I can see why Nolan needs to undermine the connection between Oppenheimer and Jean to explain why Oppenheimer would abandon his “truest love” and marry Kitty. Still, this plot choice disrespects not only Jean as an individual but also her relationship with Oppenheimer.
But Nolan is not satisfied to leave Jean indifferent to Oppenheimer’s affections, he also diminishes her intelligence. He places Jean’s practical intelligence in opposition to Oppenheimer’s cerebral aloofness.
For example, she explains the poison apple incident as Oppenheimer just needing to get laid. She criticizes Oppenheimer for failing to act on his communist adjacent ideas. Her no-nonsense attitude rejects his ideas of grand romance.
But Jean is not the practical woman of Nolan’s film. Her personality hinged on her incredible intellect, much like Oppenheimer himself.
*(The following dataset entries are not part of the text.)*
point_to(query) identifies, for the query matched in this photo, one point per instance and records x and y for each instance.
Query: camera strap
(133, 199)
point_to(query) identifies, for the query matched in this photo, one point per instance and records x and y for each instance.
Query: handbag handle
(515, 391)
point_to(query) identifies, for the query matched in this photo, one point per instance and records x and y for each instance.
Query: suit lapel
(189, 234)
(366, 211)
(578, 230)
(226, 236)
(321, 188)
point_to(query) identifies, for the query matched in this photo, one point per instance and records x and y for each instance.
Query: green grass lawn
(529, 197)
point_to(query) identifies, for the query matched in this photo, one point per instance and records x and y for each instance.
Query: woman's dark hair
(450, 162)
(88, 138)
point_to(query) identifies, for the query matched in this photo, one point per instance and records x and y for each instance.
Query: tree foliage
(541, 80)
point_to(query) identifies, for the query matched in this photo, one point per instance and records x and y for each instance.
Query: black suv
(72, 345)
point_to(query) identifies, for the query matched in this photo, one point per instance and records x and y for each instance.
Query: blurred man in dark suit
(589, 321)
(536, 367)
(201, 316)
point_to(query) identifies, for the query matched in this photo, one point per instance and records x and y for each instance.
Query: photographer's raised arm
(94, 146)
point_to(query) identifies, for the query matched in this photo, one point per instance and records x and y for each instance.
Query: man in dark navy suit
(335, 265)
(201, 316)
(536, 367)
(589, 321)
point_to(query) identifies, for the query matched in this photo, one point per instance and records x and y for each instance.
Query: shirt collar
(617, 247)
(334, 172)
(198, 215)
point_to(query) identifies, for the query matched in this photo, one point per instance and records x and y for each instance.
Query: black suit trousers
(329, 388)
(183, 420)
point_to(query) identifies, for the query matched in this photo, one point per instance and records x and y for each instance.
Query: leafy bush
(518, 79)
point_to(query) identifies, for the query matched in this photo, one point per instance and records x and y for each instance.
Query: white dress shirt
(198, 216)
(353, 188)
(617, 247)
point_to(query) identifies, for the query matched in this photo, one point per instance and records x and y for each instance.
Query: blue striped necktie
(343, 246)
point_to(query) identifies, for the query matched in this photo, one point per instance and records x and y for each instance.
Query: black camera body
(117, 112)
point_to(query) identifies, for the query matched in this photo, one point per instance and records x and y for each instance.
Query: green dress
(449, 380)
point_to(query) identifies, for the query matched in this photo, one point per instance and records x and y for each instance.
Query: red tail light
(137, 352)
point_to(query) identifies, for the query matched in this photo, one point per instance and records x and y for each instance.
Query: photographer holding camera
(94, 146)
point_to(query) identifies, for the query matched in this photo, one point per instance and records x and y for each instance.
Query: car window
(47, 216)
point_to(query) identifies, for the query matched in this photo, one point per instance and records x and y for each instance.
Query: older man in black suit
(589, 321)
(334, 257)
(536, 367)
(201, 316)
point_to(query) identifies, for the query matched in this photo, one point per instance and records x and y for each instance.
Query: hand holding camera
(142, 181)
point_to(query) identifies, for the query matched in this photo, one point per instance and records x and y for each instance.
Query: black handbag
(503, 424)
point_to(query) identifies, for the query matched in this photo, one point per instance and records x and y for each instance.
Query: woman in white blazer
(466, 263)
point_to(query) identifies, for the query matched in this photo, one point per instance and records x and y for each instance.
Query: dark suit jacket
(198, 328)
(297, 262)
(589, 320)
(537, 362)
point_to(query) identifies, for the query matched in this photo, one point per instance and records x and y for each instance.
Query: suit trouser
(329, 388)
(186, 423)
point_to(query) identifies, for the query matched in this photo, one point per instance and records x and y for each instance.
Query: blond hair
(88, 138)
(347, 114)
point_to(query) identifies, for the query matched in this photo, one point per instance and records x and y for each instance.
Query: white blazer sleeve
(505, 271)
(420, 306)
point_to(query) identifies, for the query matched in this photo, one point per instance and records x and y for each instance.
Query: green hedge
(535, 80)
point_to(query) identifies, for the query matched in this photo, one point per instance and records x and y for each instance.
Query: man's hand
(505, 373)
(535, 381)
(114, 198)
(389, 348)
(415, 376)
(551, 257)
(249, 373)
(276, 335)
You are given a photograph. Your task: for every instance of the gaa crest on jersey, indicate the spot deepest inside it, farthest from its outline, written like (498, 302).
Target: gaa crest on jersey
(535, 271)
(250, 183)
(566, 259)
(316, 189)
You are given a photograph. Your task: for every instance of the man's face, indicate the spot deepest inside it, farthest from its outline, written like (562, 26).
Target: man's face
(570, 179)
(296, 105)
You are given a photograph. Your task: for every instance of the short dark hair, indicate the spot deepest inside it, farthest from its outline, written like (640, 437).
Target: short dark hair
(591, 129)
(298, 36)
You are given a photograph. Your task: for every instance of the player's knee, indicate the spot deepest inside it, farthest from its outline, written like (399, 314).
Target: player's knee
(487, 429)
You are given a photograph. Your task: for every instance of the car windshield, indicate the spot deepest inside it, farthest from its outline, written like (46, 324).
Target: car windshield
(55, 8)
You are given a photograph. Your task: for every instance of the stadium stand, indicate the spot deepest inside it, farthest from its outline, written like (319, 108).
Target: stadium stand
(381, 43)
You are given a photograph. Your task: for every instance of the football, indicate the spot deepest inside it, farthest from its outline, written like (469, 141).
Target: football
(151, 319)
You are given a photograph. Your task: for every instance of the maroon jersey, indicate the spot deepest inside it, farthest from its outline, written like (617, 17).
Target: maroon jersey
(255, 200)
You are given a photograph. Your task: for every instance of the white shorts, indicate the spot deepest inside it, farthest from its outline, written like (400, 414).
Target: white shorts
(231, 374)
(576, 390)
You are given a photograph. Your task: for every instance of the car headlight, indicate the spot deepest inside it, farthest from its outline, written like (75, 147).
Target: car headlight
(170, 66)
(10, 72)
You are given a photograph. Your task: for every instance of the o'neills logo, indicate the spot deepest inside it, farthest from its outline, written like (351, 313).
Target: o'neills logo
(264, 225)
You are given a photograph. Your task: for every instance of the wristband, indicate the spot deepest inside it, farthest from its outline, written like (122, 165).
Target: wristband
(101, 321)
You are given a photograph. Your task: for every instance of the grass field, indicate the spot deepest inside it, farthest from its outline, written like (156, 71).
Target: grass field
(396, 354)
The daughter of a Harvard Chaucer scholar, Jean never lacked intellectual prowess.
One of her classmates at Vassar explained Jean was, “the most promising girl I ever knew, the only one of all that I saw around me in college that even then seemed touched with greatness.” Jean went on to graduate from Stanford Medical School at a time when female medical students were still uncommon.
My reading of the historical work suggests Oppenheimer and Jean might have suffered more due to their similarities: heady intellect, turbulent emotions, and insecurities than they did due to differences.
Compared with Oppenheimer’s wife Kitty, who although plenty intelligent favored the pragmatic over the esoteric, Jean is more of a mirror to Oppenheimer than a counterweight.
Their attachment went the way many attachments between intense, intellectual, and emotionally distraught individuals go — painfully and poorly, but their relational failures appear to be due to the complexities of Jean as an individual, not her sexuality or pragmatism.
Ironically, in erasing Jean’s intellect Nolan also erases one of the key distinguishing factors between her and Kitty, thus leading him to invent the narrative of her indifference to explain Oppenheimer's choice of spouse.
I find the emotionally distant, libidinous woman in Nolan’s film to be a poor imitation of the real Jean Tatlock, who appeared to think deeply, love truly, and dream of a world better than the one she inhabited.
I can’t help but imagine what might have been if Jean’s humanity in all its dynamism and complexity was given more room to play.
Great piece, Jess!
I can’t help but think about her portrayal in a miniseries, compared to a movie - feels like a natural place to dive much deeper.